Based on this comparison the temporal tables and CDC were the strongest alternatives. Out of these the temporal tables was chosen as the final solution. While the CDC has more advantages performance wise the usability of the temporal tables was seen as more important factor especially because the use of CDC would require extensive work for fully adapting the functionality to audit trail use case. Furthermore the discarded alternatives all had some critical issues associated with them. Even if the trigger performance could be

improved, extensive amount of work would still be required for implementing a framework which would make them maintainable. Likewise a lot of work would be needed for providing additional functionality for CDC to be suitable for storing the audit data.

Although the CDC would have performance benefit compared to the temporal tables. The implementation in the application is not viable solution because there are numerous ways to communicate with the database in the system.

After choosing the temporal tables as the solution for implementing the audit trail, a proof of concept was developed to confirm the suitability of the solution and to highlight the temporal table features to stakeholders. The proof of concept contained all the necessary functionality for the audit trail but it was activated only on the limited part of the system.

The part chosen for the proof of concept was the user rights of the system. They were chosen because they were seen as the part which required the most work from the customer support, even though they were part of the existing audit trail solution. In addition to the activation of the temporal tables the proof of concept also included solutions for storing the user information for changes and clean up functionality for history data. By default these were not part of the temporal tables functionality and in fact the implementation of these features turned out to be the most laborious part of the proof of concept. However it should be noted that this was not specific for the temporal tables and all the other considered alternatives would have required similar effort for the user information recording and clean up functionality.

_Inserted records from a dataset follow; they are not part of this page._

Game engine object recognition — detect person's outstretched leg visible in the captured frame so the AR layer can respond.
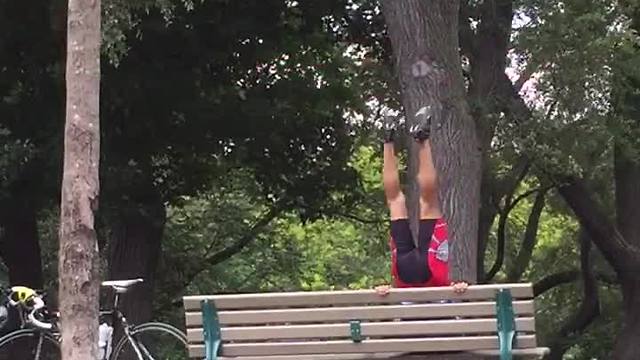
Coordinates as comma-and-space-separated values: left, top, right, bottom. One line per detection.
382, 119, 408, 221
411, 107, 442, 220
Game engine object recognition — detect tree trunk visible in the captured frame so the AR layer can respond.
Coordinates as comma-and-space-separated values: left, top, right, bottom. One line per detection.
59, 0, 101, 360
109, 198, 166, 323
382, 0, 481, 282
0, 199, 44, 289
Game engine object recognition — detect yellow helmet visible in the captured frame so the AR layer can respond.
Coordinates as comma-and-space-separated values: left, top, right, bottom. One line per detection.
9, 286, 37, 305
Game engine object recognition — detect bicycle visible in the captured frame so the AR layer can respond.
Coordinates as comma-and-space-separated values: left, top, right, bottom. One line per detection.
0, 279, 188, 360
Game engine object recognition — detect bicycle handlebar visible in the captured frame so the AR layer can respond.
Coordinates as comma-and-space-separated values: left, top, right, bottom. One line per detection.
27, 297, 53, 330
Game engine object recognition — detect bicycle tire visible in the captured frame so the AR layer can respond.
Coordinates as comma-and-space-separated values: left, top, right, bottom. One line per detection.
110, 322, 189, 360
0, 329, 61, 360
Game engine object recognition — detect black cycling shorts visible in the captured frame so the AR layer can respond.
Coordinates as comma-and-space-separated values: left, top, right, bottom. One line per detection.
391, 219, 438, 284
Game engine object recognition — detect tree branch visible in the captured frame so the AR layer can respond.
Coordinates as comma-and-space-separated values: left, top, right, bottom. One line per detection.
513, 62, 538, 93
458, 0, 475, 60
533, 269, 620, 297
507, 191, 546, 282
484, 165, 530, 282
558, 176, 640, 276
546, 228, 600, 360
205, 205, 282, 266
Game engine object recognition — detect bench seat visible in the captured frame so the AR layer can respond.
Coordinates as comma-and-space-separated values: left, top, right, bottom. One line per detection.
183, 284, 547, 360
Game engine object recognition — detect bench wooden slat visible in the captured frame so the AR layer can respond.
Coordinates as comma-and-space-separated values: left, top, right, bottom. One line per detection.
187, 318, 535, 343
184, 283, 533, 311
189, 335, 536, 357
186, 300, 535, 328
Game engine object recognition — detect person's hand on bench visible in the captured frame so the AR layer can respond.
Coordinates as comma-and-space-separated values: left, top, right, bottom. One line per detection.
374, 281, 469, 296
375, 285, 391, 296
451, 281, 469, 294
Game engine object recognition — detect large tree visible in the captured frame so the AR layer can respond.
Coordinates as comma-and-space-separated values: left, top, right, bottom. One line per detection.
59, 0, 101, 360
382, 0, 481, 282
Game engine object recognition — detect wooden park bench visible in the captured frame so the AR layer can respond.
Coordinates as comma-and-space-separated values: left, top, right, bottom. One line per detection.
184, 284, 548, 360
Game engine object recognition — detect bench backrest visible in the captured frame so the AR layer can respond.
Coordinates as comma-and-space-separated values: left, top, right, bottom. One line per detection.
184, 284, 536, 357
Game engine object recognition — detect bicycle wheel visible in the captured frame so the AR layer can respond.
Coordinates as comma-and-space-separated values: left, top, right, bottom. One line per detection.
0, 329, 61, 360
111, 323, 189, 360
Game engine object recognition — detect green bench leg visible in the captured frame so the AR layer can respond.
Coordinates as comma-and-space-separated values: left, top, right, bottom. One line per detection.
496, 289, 516, 360
200, 300, 222, 360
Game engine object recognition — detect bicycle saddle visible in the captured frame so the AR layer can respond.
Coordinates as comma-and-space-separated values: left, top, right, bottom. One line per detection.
101, 279, 144, 294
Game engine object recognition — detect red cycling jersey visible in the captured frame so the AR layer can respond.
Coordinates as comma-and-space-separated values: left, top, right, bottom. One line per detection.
389, 218, 451, 288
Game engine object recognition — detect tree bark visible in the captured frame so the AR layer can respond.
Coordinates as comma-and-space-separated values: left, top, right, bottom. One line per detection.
382, 0, 481, 282
59, 0, 101, 360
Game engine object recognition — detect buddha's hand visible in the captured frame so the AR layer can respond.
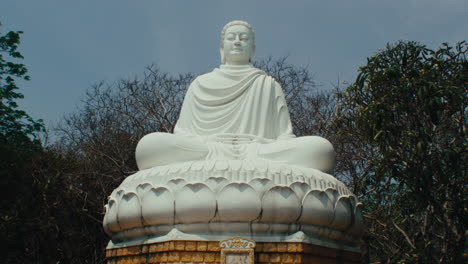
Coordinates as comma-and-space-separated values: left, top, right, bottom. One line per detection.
204, 133, 260, 145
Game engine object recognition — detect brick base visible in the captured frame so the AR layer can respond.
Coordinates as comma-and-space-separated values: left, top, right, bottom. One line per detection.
106, 241, 361, 264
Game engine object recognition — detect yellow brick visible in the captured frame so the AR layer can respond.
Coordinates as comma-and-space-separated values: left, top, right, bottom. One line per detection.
141, 245, 149, 254
270, 253, 281, 263
178, 252, 192, 262
160, 252, 169, 262
185, 241, 197, 251
208, 242, 220, 251
149, 253, 161, 263
192, 252, 205, 263
288, 243, 297, 252
214, 253, 221, 263
258, 253, 270, 263
263, 243, 278, 252
127, 246, 141, 255
167, 251, 180, 262
254, 243, 263, 252
277, 243, 288, 252
161, 242, 170, 251
174, 241, 186, 251
148, 244, 160, 253
197, 241, 208, 251
203, 253, 216, 263
296, 243, 304, 252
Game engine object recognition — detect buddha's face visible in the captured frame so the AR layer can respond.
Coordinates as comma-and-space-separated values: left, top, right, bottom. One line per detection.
221, 25, 255, 65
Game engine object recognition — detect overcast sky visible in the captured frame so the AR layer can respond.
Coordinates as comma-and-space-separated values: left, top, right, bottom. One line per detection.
0, 0, 468, 132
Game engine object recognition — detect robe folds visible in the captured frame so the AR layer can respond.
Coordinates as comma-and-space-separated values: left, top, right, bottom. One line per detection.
174, 65, 295, 143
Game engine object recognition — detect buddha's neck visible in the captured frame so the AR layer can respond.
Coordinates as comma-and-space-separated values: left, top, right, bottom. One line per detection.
219, 63, 253, 70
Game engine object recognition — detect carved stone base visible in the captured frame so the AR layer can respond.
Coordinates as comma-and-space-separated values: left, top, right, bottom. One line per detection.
106, 241, 361, 264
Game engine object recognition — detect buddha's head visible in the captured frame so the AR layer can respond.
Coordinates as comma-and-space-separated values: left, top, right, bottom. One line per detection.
220, 20, 255, 65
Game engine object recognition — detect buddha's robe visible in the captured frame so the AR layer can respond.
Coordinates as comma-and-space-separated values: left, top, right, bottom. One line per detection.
136, 65, 334, 171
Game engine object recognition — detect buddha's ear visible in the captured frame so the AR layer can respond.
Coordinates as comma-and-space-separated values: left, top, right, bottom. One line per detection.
219, 48, 226, 64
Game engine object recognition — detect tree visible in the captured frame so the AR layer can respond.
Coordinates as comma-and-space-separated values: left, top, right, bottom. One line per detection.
334, 41, 468, 263
0, 24, 44, 262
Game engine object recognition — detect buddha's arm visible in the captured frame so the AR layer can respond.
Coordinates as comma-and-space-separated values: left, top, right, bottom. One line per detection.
273, 81, 296, 140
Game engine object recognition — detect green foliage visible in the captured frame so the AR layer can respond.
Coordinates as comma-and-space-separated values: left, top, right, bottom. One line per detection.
0, 24, 43, 144
335, 41, 468, 263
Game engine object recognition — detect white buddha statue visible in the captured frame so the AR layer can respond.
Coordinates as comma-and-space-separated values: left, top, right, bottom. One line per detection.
136, 21, 335, 172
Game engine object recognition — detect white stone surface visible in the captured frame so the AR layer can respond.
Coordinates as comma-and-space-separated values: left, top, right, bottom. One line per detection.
103, 21, 363, 251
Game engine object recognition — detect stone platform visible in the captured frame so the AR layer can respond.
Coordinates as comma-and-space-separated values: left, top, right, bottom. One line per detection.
106, 241, 361, 264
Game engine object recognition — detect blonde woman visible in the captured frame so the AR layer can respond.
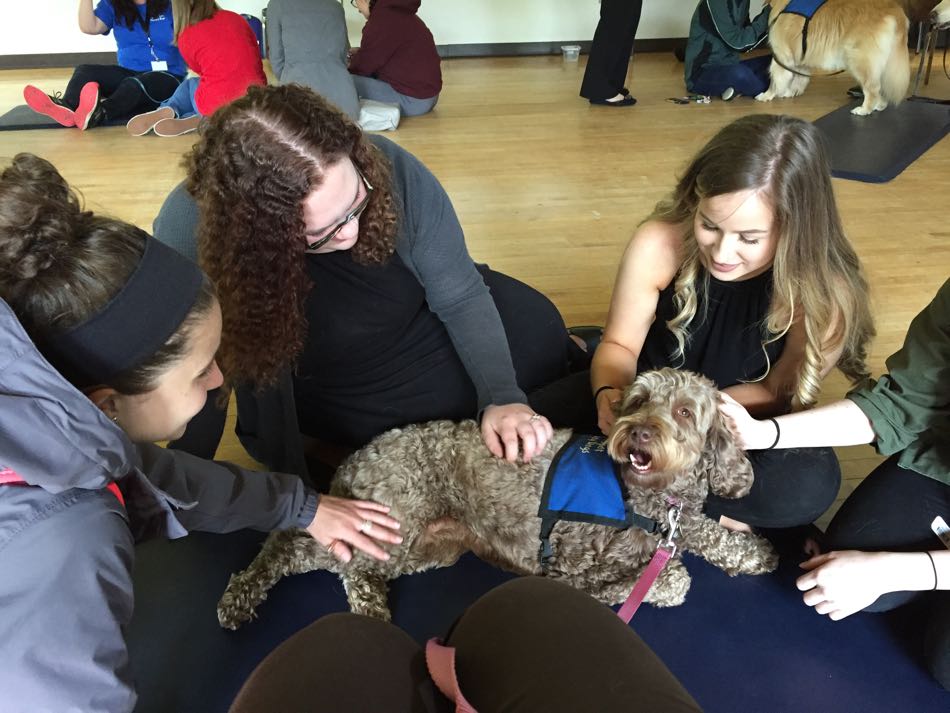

In the context of temporal tables several easily confused terms are used. In this work temporal tables is used to name the feature in the SQL Server 2016 and temporal table is a database table on which this feature is turned on. Synonyms for these terms are system versioning (the feature) and system versioned table (table on which the system versioning is turned on). When system versioning is turned on a history table is created which replicates the scheme of the actual table (which is now temporal or system versioned table).